To manage the risks explained above, the Document proposes a risk-based and human-centric compliance framework:

  • Risk-Based Approach: Rather than eliminating risks, a framework focusing on appropriate technical and organizational measures should be established, taking into account the autonomy level, use case, and potential impacts of Agentic AI systems. This risk-based approach should be supported by mechanisms capable of adapting to risk profiles that may change over time, and by appropriate data governance practices.
  • Meaningful Human Oversight: Regardless of the system's autonomy level, mechanisms that will engage human oversight and intervention in decision-making stages harboring potential risks must be envisaged. Against the autonomy of Agentic AI systems, human autonomy—which can be expressed as "the abilities of individuals to make decisions, make choices, and have control over their own actions"—must be observed. While determining these mechanisms, at which stage and under what conditions human oversight will be engaged must be clearly defined.

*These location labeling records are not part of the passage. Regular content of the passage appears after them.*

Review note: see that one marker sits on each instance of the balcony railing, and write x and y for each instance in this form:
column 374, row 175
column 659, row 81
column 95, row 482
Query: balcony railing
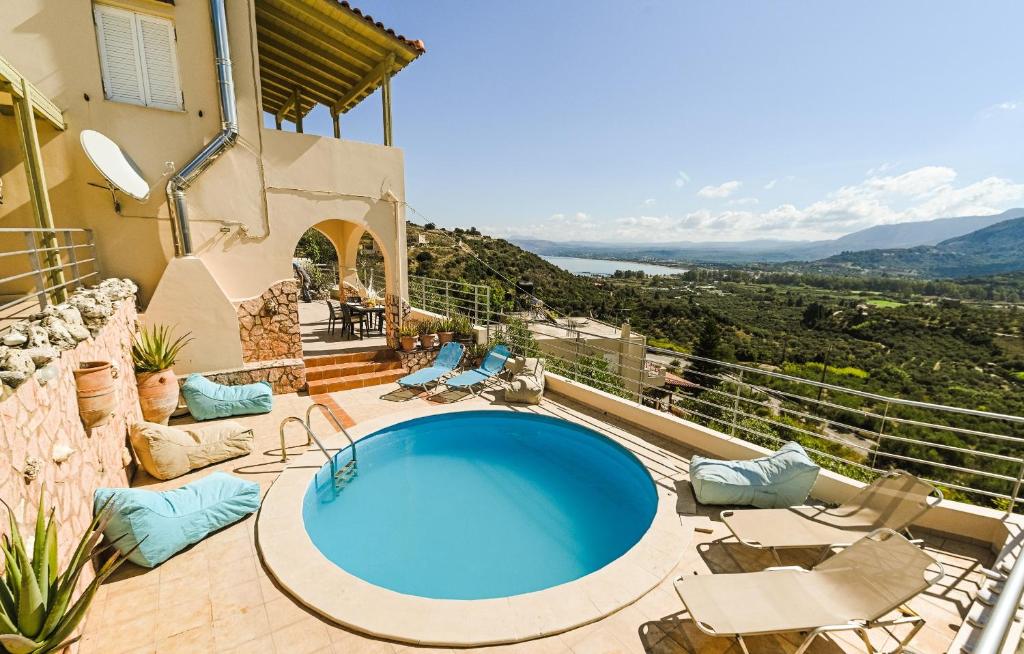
column 973, row 454
column 40, row 266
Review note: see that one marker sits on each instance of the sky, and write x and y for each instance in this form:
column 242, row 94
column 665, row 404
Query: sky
column 665, row 121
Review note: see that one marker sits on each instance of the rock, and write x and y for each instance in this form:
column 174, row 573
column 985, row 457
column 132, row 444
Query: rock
column 78, row 332
column 43, row 354
column 57, row 332
column 15, row 339
column 38, row 336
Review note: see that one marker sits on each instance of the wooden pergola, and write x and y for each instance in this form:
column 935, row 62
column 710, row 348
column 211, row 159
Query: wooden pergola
column 326, row 52
column 30, row 103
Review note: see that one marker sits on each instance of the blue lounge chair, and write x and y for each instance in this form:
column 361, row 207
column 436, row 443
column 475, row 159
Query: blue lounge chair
column 492, row 365
column 448, row 359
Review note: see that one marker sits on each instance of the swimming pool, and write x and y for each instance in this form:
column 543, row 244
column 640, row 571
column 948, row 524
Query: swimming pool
column 478, row 505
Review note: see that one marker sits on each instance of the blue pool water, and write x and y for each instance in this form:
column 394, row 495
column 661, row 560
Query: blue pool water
column 481, row 505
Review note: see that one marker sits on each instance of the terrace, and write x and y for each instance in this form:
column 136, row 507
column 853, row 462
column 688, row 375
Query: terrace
column 219, row 597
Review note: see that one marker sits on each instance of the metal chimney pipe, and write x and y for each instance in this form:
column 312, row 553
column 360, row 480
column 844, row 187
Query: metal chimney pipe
column 188, row 173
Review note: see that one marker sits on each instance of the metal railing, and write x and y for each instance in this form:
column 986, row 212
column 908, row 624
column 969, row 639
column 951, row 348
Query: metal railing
column 50, row 263
column 452, row 298
column 973, row 454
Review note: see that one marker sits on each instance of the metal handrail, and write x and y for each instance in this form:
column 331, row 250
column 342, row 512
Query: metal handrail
column 311, row 438
column 334, row 418
column 993, row 635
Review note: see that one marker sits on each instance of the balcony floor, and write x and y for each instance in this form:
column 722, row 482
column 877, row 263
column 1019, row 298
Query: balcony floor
column 216, row 596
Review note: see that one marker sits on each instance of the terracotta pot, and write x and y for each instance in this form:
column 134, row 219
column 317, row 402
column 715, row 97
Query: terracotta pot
column 158, row 395
column 97, row 393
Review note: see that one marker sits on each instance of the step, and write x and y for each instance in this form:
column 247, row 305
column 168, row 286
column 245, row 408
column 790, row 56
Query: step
column 317, row 373
column 383, row 354
column 356, row 381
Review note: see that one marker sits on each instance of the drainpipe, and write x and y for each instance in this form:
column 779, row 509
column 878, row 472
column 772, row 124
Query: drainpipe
column 178, row 184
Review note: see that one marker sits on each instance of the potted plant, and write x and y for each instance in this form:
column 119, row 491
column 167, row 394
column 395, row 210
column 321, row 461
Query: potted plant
column 154, row 353
column 463, row 328
column 445, row 331
column 427, row 334
column 407, row 336
column 96, row 392
column 45, row 618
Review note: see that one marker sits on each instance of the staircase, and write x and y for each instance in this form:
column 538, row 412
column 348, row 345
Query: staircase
column 353, row 369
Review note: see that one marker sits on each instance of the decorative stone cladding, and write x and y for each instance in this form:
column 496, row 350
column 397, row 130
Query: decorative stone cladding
column 268, row 324
column 40, row 424
column 286, row 376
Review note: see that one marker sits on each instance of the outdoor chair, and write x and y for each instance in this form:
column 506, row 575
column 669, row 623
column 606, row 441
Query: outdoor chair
column 332, row 317
column 491, row 367
column 445, row 362
column 862, row 587
column 893, row 500
column 349, row 319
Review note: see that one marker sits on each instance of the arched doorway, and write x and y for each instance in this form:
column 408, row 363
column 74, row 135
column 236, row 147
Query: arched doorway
column 344, row 277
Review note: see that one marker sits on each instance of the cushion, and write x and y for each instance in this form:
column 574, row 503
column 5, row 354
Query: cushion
column 782, row 479
column 527, row 387
column 164, row 523
column 208, row 399
column 167, row 452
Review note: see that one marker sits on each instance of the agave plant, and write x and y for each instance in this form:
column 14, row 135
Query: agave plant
column 154, row 350
column 36, row 612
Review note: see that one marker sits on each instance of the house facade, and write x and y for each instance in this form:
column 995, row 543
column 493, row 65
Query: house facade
column 208, row 99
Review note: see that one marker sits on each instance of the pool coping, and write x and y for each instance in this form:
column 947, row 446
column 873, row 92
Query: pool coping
column 293, row 560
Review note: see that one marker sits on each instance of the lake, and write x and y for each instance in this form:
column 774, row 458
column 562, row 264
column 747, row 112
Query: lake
column 577, row 265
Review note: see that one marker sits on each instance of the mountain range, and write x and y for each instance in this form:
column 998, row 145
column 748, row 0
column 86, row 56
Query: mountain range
column 908, row 234
column 992, row 250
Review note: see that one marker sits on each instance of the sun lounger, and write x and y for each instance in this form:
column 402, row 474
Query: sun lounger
column 445, row 362
column 492, row 365
column 862, row 587
column 893, row 500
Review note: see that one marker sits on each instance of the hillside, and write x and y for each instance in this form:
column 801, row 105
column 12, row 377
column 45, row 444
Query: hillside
column 993, row 250
column 907, row 234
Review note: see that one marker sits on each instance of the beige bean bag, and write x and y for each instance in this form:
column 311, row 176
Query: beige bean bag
column 527, row 386
column 167, row 452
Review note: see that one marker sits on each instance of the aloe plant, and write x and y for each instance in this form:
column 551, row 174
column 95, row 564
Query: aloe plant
column 153, row 350
column 37, row 614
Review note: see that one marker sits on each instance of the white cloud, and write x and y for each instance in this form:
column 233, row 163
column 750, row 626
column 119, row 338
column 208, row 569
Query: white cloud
column 743, row 202
column 722, row 190
column 923, row 193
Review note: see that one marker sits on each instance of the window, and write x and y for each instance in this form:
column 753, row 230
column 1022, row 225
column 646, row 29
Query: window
column 137, row 58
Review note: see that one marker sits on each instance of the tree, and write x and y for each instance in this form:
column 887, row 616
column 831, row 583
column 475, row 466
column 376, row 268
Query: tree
column 708, row 346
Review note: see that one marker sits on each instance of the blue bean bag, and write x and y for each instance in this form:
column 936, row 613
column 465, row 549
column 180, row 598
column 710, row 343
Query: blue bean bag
column 208, row 399
column 782, row 479
column 164, row 523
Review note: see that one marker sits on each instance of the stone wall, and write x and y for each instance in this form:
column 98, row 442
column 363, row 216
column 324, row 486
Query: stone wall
column 40, row 425
column 286, row 376
column 268, row 324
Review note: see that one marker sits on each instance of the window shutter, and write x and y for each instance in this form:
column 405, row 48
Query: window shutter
column 159, row 62
column 119, row 55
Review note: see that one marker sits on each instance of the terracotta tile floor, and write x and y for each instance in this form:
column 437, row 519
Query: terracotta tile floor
column 216, row 597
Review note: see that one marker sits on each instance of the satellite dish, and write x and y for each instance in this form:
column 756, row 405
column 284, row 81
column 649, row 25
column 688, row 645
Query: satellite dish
column 115, row 165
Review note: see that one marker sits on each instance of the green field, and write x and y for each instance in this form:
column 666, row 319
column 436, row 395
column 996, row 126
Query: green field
column 886, row 304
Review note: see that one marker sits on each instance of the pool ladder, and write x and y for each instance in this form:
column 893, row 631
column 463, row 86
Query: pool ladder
column 340, row 476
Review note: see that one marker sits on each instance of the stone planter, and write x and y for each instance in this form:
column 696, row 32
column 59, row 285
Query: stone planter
column 158, row 395
column 96, row 391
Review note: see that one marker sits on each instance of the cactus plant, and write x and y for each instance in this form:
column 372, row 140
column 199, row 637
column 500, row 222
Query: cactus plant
column 37, row 614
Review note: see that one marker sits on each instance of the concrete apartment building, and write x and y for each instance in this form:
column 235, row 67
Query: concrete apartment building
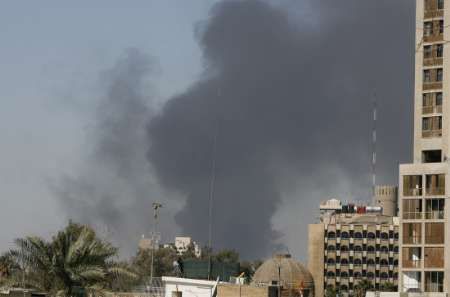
column 352, row 243
column 424, row 183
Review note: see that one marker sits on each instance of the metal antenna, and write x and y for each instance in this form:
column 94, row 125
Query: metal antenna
column 211, row 194
column 374, row 144
column 155, row 206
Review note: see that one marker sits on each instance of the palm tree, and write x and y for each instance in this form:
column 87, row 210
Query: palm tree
column 76, row 259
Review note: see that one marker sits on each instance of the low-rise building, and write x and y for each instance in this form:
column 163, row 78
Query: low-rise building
column 353, row 243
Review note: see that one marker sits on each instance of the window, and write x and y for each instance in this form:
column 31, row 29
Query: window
column 427, row 52
column 427, row 76
column 439, row 50
column 412, row 209
column 434, row 209
column 426, row 124
column 434, row 233
column 412, row 233
column 434, row 257
column 411, row 281
column 434, row 156
column 411, row 257
column 434, row 281
column 428, row 28
column 412, row 185
column 439, row 98
column 435, row 183
column 439, row 74
column 427, row 99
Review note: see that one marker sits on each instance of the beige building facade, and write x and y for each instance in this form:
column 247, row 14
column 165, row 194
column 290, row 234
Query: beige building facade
column 423, row 184
column 350, row 244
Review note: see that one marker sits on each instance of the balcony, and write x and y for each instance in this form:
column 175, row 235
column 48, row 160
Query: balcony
column 435, row 191
column 432, row 109
column 431, row 133
column 432, row 85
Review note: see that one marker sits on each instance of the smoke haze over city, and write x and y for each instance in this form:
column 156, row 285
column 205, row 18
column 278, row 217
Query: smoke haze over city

In this context, in accordance with the Document:
    • During the development phase, matters such as which data types the system can access and what kinds of decisions it can make must be clearly defined, and these boundaries must be tested;
    • During the deployment phase, mechanisms that can enable additional human oversight in high-risk processes must be in place; and
    • During the post-deployment phase, monitoring, feedback, and evaluation mechanisms must be established for system behaviors, decision-making processes, and other interactions.
  • Ensuring Transparency and Openness: In Agentic AI systems, which have a multi-layered and distributed structure, transparency should be addressed at different levels. To ensure transparency and openness, mechanisms must be established that reveal the interactions among the relevant system components with sufficient clarity and allow the monitoring of system behaviors. Said mechanisms will also assist in effectively ensuring human oversight and detecting negative outcomes at early stages.
  • Observing the Principle of Accuracy: In the event of using Agentic AI systems, the accuracy of personal data must be continuously observed at every stage of the process, and an approach aimed at preserving the currency and contextual appropriateness of the information and outputs used must be adopted.
  • Observing Privacy Throughout the Lifecycle: "Privacy by design" and "privacy by default" approaches must be observed at every stage, and "privacy-enhancing technologies" must be incorporated into the process.
  • Distribution of Responsibility and Impact Assessment: Legal roles between developers and deployers must be clarified; furthermore, mechanisms such as data protection impact assessments must be regularly utilized against potential risks. At this point, an understanding of cooperation based on the differentiation of roles among stakeholders and observing coordination must be adopted.

7-  Conclusion and Assessment

This Document, published by the Authority, analyzes the evolution of autonomy in AI technologies and the potential repercussions of this evolution on the protection of personal data. It clearly demonstrates that, rather than prohibiting the use of autonomous systems, they should be established on a transparent and accountable ground within the framework of risk management and corporate governance. It is a necessity for data controllers to observe privacy requirements while determining the goals of the systems, to make the distribution of roles transparent, and to place human oversight at the center of the process, to sustain technological efficiency and legal compliance together.